We have an OpenVPN bastion for access into our VPC, and each engineer has their own key. When someone leaves, we can revoke their key.

But WireGuard seems to use a single key per network interface. Would we just create an interface for every engineer (I have no idea what the limits are on these - maybe they're cheap)? Or is this just not a good use case for WireGuard?

4 comments

> But WireGuard seems to use a single key per network interface.

Every interface is associated with a public/private key pair, but each interface need not peer with a single client. That would be inefficient. Instead, each peer (including clients and the server) generates a personal key pair when they configure their local WireGuard (e.g. wg0) interface. Afterwards they set up a local configuration file consisting of peers and respective public keys.

Then in the context of a company VPN, one peer is a designated server, and every other (client) peer lists the server’s remote IP as the only peer interface in their local configuration.
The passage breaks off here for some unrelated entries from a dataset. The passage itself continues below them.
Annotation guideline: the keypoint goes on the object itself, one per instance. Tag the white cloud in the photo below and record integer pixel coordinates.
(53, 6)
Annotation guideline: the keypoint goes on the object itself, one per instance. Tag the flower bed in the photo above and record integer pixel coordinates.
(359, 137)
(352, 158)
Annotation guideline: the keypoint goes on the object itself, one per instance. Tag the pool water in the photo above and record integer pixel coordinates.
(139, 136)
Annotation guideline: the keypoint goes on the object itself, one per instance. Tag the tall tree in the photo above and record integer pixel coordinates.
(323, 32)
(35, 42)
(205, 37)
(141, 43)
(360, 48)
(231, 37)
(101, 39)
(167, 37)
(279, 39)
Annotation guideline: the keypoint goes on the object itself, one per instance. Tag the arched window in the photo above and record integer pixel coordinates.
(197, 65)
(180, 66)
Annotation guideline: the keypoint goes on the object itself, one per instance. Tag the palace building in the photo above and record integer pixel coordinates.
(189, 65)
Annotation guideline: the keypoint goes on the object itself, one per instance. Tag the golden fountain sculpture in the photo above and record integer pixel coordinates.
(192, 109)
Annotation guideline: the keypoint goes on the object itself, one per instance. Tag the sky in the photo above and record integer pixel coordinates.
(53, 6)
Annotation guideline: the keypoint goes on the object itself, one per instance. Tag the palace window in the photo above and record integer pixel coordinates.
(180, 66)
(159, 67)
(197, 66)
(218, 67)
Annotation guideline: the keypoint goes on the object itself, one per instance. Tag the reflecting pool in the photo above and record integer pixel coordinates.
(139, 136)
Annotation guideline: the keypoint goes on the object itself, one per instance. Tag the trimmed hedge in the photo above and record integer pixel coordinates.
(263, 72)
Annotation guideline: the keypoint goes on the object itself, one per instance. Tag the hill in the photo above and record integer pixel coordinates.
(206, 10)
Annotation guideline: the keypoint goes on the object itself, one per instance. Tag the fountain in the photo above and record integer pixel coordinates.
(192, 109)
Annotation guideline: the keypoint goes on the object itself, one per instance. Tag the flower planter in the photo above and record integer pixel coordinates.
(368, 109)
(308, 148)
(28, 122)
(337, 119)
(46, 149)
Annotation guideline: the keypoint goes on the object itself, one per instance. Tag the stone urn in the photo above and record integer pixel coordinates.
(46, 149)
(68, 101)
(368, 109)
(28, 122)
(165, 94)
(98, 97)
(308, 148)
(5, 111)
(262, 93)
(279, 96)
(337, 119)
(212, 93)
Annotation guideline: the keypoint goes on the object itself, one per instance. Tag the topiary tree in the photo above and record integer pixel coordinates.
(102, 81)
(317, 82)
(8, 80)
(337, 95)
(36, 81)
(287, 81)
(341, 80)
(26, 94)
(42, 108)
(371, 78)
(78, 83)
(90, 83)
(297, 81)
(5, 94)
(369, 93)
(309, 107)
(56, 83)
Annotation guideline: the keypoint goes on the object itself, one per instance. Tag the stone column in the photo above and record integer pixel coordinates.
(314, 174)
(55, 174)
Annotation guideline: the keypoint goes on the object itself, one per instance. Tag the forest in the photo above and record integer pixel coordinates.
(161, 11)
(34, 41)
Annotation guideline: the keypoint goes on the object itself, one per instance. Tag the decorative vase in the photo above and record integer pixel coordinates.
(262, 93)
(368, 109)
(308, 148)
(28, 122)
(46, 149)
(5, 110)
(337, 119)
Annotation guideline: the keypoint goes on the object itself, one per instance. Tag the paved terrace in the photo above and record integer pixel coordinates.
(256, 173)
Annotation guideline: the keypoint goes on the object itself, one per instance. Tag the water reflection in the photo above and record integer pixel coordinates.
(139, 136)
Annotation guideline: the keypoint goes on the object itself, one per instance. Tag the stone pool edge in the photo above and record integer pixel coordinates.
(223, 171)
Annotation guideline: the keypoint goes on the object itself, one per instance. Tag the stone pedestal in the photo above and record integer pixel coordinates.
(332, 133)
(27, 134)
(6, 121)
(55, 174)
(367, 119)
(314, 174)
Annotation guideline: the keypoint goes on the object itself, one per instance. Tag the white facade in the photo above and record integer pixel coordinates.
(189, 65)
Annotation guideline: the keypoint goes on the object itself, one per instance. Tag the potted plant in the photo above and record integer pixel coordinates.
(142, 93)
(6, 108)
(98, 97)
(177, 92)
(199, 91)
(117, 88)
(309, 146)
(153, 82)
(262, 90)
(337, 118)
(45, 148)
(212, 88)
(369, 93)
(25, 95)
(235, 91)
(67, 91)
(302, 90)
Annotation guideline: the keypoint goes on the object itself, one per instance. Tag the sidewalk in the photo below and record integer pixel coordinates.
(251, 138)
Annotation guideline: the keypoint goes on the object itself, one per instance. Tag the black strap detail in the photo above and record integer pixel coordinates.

The server has the public key of every client as respective entries in its local config file, which is used to restrict access to whitelisted clients. Any client with the corresponding private key locally can connect to the server’s interface using their local interface.

To remove a client from the white list, you simply remove their peer entry from the local config file on the server, much like how you remove an SSH public key from authorized_keys. In fact, a decent mental model for WireGuard is tuennling over SSH, but faster, leaner and with no option for a shell or password login.

With WireGuard you have one public/private key pair for that interface, and a list of public keys for trusted peers. Access management would still be about the same -- each engineer would have a key pair, and you'd have the public key on the trusted list of the host side.
Each network interface has a key pair associated with it, but it can pair with any number of other interfaces (having a pubkey for each). This is similar to how OpenVPN presumably works for you: each OpenVPN network device on your developers' laptops comes with a certificate they use to authenticate to you.

So yes: there's one interface per engineer laptop, but that's already the case. There's only one remote interface though. (Or several, if you want to have several VPNs -- Wireguard makes that pretty easy too!)

IIRC, the wireguard server's config file has defined peers (clients) so you could just remove the peer pubkey from the config file and they would no longer be able to connect.